Quinta-feira, 14 de outubro de 2021, às 17h.
"Fundadores do Brasil" – José Bonifácio
Por Ana Rosa Cloclet da Silva (PUC-Campinas) e Isabel Corrêa da Silva (ICS, Universidade de Lisboa)
Ana Rosa Cloclet da Silva é Docente da Faculdade de História da PUC-Campinas e do Programa de Pós-Graduação Stricto Sensu em Ciências da Religião, pela mesma Universidade, com projetos integrados à Linha de Pesquisa: Fenômeno Religioso: instituição e práticas discursivas. Doutora em História pela Universidade Estadual de Campinas (2000) e pós-doutora na mesma área pela USP (2007), com projeto integrado ao grupo temático: “Brasil: Formação do Estado e da Nação”, coordenado por Istvan Jancsó. Possui graduação em Ciências Econômicas pela Universidade Estadual de Campinas (1993) e mestrado em História pela Universidade Estadual de Campinas (1996). Tem experiência na área de História, com ênfase em História do Brasil Império. Atualmente, desenvolve pesquisas na área de História das Religiões, com pesquisas focadas na articulação dos fenômenos religião e política no Brasil do século XIX. Integra a rede de pesquisadores vinculados ao Projeto Iberoamericano de História Conceitual, mais conhecido como Iberoconceptos, no âmbito do grupo “Religón y Política”, que analisa as trajetórias semânticas de alguns conceitos expressivos das mutações nos nexos entre religião e política para diferentes quadrantes latinoamericanos, bem como os vínculos entre estas trajetórias ao longo do século XIX. Sua dissertação de mestrado, desdobrada na tese de doutoramento, teve como tema o projeto nacional de José Bonifácio de Andrada e Silva, trazendo à tona a filiação de suas ideias ao reformismo ilustrado luso-brasileiro.
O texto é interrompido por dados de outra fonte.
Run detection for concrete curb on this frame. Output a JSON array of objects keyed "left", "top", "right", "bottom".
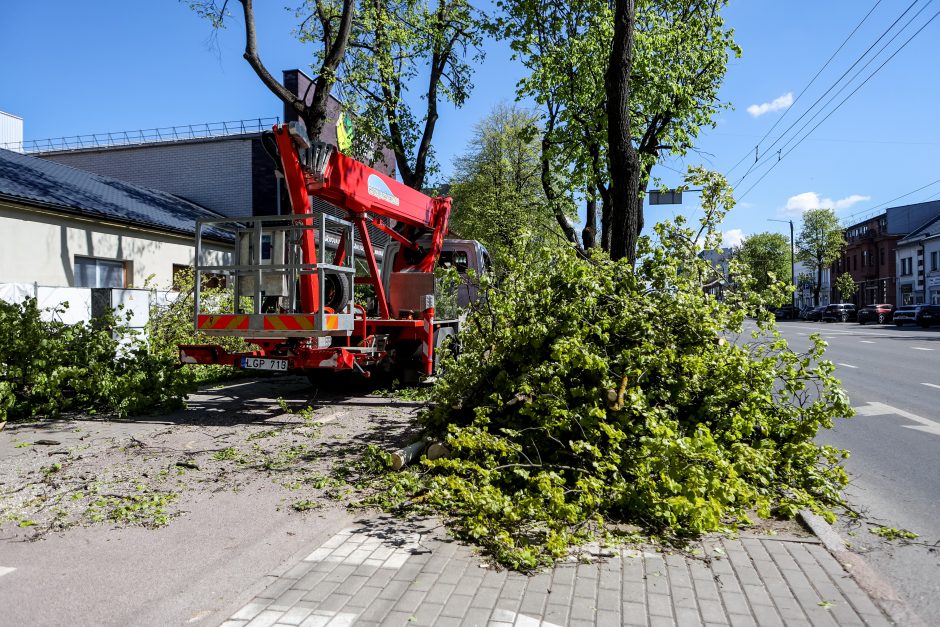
[{"left": 799, "top": 510, "right": 927, "bottom": 627}]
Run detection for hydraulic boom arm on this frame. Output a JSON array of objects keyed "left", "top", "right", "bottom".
[{"left": 272, "top": 122, "right": 452, "bottom": 317}]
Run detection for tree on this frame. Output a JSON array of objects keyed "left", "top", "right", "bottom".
[
  {"left": 796, "top": 209, "right": 845, "bottom": 306},
  {"left": 448, "top": 104, "right": 552, "bottom": 260},
  {"left": 340, "top": 0, "right": 483, "bottom": 190},
  {"left": 835, "top": 272, "right": 857, "bottom": 304},
  {"left": 190, "top": 0, "right": 355, "bottom": 144},
  {"left": 736, "top": 232, "right": 792, "bottom": 296},
  {"left": 495, "top": 0, "right": 739, "bottom": 262}
]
Neste sentido, seus trabalhos desvendam a trajetória de um personagem, ao mesmo tempo moldada e modeladora da transição de um Império luso-brasileiro a um Império brasílico. É autora de diversos artigos publicados em Revistas nacionais e estrangeiras e dos livros:
- Inventando a Nação. Intelectuais Ilustrados e Estadistas Luso-Brasileiros na Crise do Antigo Regime Português: 1750-1822. 1. ed. São Paulo: HUCITEC, 2006. (Resultado de sua tese de Doutorado).
- Construção da Nação e Escravidão no pensamento de José Bonifácio: 1783-1823. 1. ed. Campinas: Editora da Unicamp/Centro de Memória, 1999. (Resultado do seu mestrado)
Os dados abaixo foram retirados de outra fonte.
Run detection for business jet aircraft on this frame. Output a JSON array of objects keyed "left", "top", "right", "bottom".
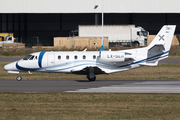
[{"left": 4, "top": 25, "right": 176, "bottom": 81}]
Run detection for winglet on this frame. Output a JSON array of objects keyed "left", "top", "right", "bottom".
[{"left": 100, "top": 45, "right": 105, "bottom": 51}]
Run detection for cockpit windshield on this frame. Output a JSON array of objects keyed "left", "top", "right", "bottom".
[{"left": 23, "top": 55, "right": 32, "bottom": 60}]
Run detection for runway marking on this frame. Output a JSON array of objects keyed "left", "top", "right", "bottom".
[
  {"left": 66, "top": 81, "right": 180, "bottom": 93},
  {"left": 1, "top": 80, "right": 180, "bottom": 93}
]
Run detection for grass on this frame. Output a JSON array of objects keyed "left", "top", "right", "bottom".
[
  {"left": 1, "top": 47, "right": 180, "bottom": 120},
  {"left": 169, "top": 46, "right": 180, "bottom": 56},
  {"left": 1, "top": 56, "right": 180, "bottom": 119},
  {"left": 0, "top": 93, "right": 180, "bottom": 120},
  {"left": 1, "top": 62, "right": 180, "bottom": 80}
]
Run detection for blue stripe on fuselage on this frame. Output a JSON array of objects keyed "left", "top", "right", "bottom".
[
  {"left": 38, "top": 51, "right": 46, "bottom": 68},
  {"left": 15, "top": 50, "right": 169, "bottom": 72},
  {"left": 16, "top": 61, "right": 42, "bottom": 71}
]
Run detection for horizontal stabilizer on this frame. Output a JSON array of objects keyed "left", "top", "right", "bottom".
[{"left": 139, "top": 61, "right": 158, "bottom": 66}]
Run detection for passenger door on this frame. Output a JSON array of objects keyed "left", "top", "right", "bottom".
[{"left": 47, "top": 54, "right": 55, "bottom": 70}]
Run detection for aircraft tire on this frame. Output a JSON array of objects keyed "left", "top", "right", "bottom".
[
  {"left": 16, "top": 76, "right": 22, "bottom": 81},
  {"left": 88, "top": 76, "right": 96, "bottom": 81}
]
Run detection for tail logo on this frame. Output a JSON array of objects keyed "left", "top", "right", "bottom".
[
  {"left": 159, "top": 35, "right": 165, "bottom": 41},
  {"left": 166, "top": 27, "right": 171, "bottom": 30}
]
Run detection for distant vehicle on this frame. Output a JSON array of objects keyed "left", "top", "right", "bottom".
[
  {"left": 0, "top": 33, "right": 15, "bottom": 47},
  {"left": 76, "top": 25, "right": 149, "bottom": 46},
  {"left": 4, "top": 25, "right": 175, "bottom": 81}
]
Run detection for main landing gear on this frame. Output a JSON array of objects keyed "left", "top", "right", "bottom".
[
  {"left": 87, "top": 67, "right": 96, "bottom": 81},
  {"left": 87, "top": 75, "right": 96, "bottom": 81}
]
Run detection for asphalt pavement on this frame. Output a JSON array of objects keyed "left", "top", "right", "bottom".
[
  {"left": 1, "top": 57, "right": 180, "bottom": 93},
  {"left": 0, "top": 80, "right": 180, "bottom": 93}
]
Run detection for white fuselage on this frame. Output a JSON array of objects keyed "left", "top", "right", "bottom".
[
  {"left": 7, "top": 46, "right": 166, "bottom": 75},
  {"left": 4, "top": 25, "right": 176, "bottom": 81}
]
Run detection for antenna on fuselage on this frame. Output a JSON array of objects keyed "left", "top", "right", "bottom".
[
  {"left": 100, "top": 0, "right": 105, "bottom": 51},
  {"left": 83, "top": 48, "right": 87, "bottom": 52}
]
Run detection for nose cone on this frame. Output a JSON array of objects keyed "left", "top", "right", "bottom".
[
  {"left": 4, "top": 62, "right": 17, "bottom": 71},
  {"left": 4, "top": 64, "right": 10, "bottom": 71}
]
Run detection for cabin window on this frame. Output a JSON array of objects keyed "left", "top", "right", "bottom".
[
  {"left": 29, "top": 55, "right": 35, "bottom": 60},
  {"left": 93, "top": 55, "right": 96, "bottom": 59},
  {"left": 58, "top": 55, "right": 61, "bottom": 60},
  {"left": 66, "top": 55, "right": 69, "bottom": 59},
  {"left": 34, "top": 56, "right": 37, "bottom": 60},
  {"left": 74, "top": 55, "right": 78, "bottom": 59},
  {"left": 23, "top": 55, "right": 32, "bottom": 60},
  {"left": 83, "top": 55, "right": 86, "bottom": 59}
]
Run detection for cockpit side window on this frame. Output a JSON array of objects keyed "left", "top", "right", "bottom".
[
  {"left": 29, "top": 55, "right": 35, "bottom": 60},
  {"left": 23, "top": 55, "right": 32, "bottom": 60},
  {"left": 34, "top": 56, "right": 37, "bottom": 60}
]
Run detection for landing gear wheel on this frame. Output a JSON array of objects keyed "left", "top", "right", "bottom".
[
  {"left": 87, "top": 76, "right": 96, "bottom": 81},
  {"left": 16, "top": 76, "right": 22, "bottom": 81}
]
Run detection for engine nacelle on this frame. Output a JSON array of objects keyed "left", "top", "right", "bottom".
[{"left": 99, "top": 51, "right": 125, "bottom": 63}]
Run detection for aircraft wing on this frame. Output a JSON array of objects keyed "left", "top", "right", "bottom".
[{"left": 71, "top": 66, "right": 106, "bottom": 75}]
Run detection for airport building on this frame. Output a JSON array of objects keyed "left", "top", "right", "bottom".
[{"left": 0, "top": 0, "right": 180, "bottom": 46}]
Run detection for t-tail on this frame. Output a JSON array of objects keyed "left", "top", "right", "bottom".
[{"left": 140, "top": 25, "right": 176, "bottom": 66}]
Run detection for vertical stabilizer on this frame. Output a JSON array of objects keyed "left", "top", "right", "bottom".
[
  {"left": 148, "top": 25, "right": 176, "bottom": 52},
  {"left": 140, "top": 25, "right": 176, "bottom": 66}
]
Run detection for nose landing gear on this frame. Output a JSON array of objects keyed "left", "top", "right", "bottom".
[
  {"left": 16, "top": 76, "right": 22, "bottom": 81},
  {"left": 16, "top": 72, "right": 23, "bottom": 81}
]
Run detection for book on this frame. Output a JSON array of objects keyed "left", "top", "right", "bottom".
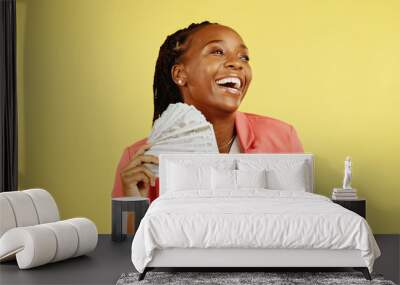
[
  {"left": 332, "top": 193, "right": 358, "bottom": 200},
  {"left": 333, "top": 188, "right": 357, "bottom": 193},
  {"left": 332, "top": 192, "right": 357, "bottom": 197},
  {"left": 332, "top": 195, "right": 359, "bottom": 200}
]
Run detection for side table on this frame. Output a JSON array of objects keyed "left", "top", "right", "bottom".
[
  {"left": 112, "top": 197, "right": 149, "bottom": 242},
  {"left": 332, "top": 198, "right": 366, "bottom": 218}
]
- SILVA, A. R. C.; STEFANO, Roberto (Org.). História das religiões em perspectiva: desafios conceituais, diálogos interdisciplinares e questões metodológicas. 1. ed. Curitiba: Prismas, 2018. v. 1. 389p .
- ____(orgs.). Catolicismos en perspectiva histórica: Argentina y Brasil en diálogo. Buenos Aires: Teseo: 2020.
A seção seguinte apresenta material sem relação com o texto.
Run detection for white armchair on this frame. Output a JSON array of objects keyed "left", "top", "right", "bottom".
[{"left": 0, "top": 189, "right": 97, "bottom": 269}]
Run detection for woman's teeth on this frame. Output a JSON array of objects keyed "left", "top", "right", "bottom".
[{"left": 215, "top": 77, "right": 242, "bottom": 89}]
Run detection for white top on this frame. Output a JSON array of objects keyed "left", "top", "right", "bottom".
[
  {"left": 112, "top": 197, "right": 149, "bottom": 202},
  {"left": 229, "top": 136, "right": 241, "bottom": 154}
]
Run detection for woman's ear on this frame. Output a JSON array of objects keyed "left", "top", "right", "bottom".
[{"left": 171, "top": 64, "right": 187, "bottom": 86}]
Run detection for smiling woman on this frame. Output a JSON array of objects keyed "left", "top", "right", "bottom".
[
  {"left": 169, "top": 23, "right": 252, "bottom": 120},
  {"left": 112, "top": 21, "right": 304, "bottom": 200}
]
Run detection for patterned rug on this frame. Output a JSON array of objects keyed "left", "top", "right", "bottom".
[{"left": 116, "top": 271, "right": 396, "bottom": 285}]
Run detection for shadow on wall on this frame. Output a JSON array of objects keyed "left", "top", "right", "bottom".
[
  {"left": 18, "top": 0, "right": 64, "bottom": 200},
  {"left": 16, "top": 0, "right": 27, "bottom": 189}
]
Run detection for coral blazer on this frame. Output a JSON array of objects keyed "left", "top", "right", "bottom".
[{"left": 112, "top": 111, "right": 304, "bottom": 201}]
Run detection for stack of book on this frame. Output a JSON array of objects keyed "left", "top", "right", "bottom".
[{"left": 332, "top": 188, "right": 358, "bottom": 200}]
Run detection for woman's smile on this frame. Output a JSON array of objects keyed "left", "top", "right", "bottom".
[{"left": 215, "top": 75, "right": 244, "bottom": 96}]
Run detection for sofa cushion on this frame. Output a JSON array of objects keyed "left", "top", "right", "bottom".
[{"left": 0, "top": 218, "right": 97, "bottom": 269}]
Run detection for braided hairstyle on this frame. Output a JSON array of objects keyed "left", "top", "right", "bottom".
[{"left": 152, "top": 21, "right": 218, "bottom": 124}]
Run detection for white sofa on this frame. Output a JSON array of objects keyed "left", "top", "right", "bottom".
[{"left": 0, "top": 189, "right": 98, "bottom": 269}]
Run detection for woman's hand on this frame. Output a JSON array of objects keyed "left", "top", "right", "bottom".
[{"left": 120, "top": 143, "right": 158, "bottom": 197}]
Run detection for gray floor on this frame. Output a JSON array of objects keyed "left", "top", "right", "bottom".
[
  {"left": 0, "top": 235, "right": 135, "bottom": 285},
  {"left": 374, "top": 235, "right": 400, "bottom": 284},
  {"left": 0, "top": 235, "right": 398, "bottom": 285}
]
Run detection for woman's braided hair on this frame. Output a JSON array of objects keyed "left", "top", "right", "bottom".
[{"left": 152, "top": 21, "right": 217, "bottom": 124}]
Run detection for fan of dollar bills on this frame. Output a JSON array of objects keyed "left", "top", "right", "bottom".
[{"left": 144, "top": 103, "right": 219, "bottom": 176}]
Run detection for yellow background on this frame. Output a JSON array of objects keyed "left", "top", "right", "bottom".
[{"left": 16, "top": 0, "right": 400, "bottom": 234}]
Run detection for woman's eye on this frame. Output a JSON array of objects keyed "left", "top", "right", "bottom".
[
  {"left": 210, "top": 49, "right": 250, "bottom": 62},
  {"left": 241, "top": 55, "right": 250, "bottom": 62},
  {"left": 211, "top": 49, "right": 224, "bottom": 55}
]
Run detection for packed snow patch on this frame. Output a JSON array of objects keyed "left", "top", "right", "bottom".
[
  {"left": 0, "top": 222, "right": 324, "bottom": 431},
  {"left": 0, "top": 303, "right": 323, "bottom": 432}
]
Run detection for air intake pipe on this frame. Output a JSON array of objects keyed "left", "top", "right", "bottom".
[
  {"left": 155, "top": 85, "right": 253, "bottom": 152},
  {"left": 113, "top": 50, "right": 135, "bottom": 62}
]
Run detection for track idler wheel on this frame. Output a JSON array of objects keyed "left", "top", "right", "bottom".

- SILVA, A. R. C.; NICOLAZZI, Fernando (Org.) ; PEREIRA, M. (Org.) . Contribuições à História da Historiografia Luso-Brasileira. 1. ed. São Paulo: Hucitec, 2014. v. 1. 463p.
Isabel Corrêa da Silva é investigadora auxiliar do ICS, Universidade de Lisboa. Doutora em História pela Universidade de Lisboa (2012). A sua área de investigação é a cultura política oitocentista em Portugal e no Brasil. Interessa-se particularmente por questões relacionadas com regimes políticos, paisagens ideológicas e estruturas institucionais do republicanismo, liberalismo e monarquias constitucionais em Portugal e no Brasil. É coordenadora do Programa de Doutoramento em História do ICS e membro da Comissão Científica e docente do Mestrado em Estudos Brasileiros. É a coordenadora portuguesa da rede internacional Conexões Lusófonas. Escreveu diversos trabalhos na área de história política, como O Espelho Fraterno: o Brasil e o republicanismo português na transição para o século XX (Divina Comédia, 2013); co-editora (com Rui Ramos e José Murilo de Carvalho) e autora de A Monarquia Constitucional dos Braganças em Portugal e no Brasil (1822-1910) (D. Quixote, 2018); e co-editora e autora de Ciências sociais cruzadas entre Portugal e o Brasil. Trajectos e investigações no ICS (Imprensa de Ciências Sociais, 2015). Atualmente co-coordena (com Rui Ramos, Nuno Monteiro, José Luís Cardoso) o projecto do Dicionário Crítico da Revolução Liberal Portuguesa, 1820-1834. (D. Quixote, a ser publicado em 2021).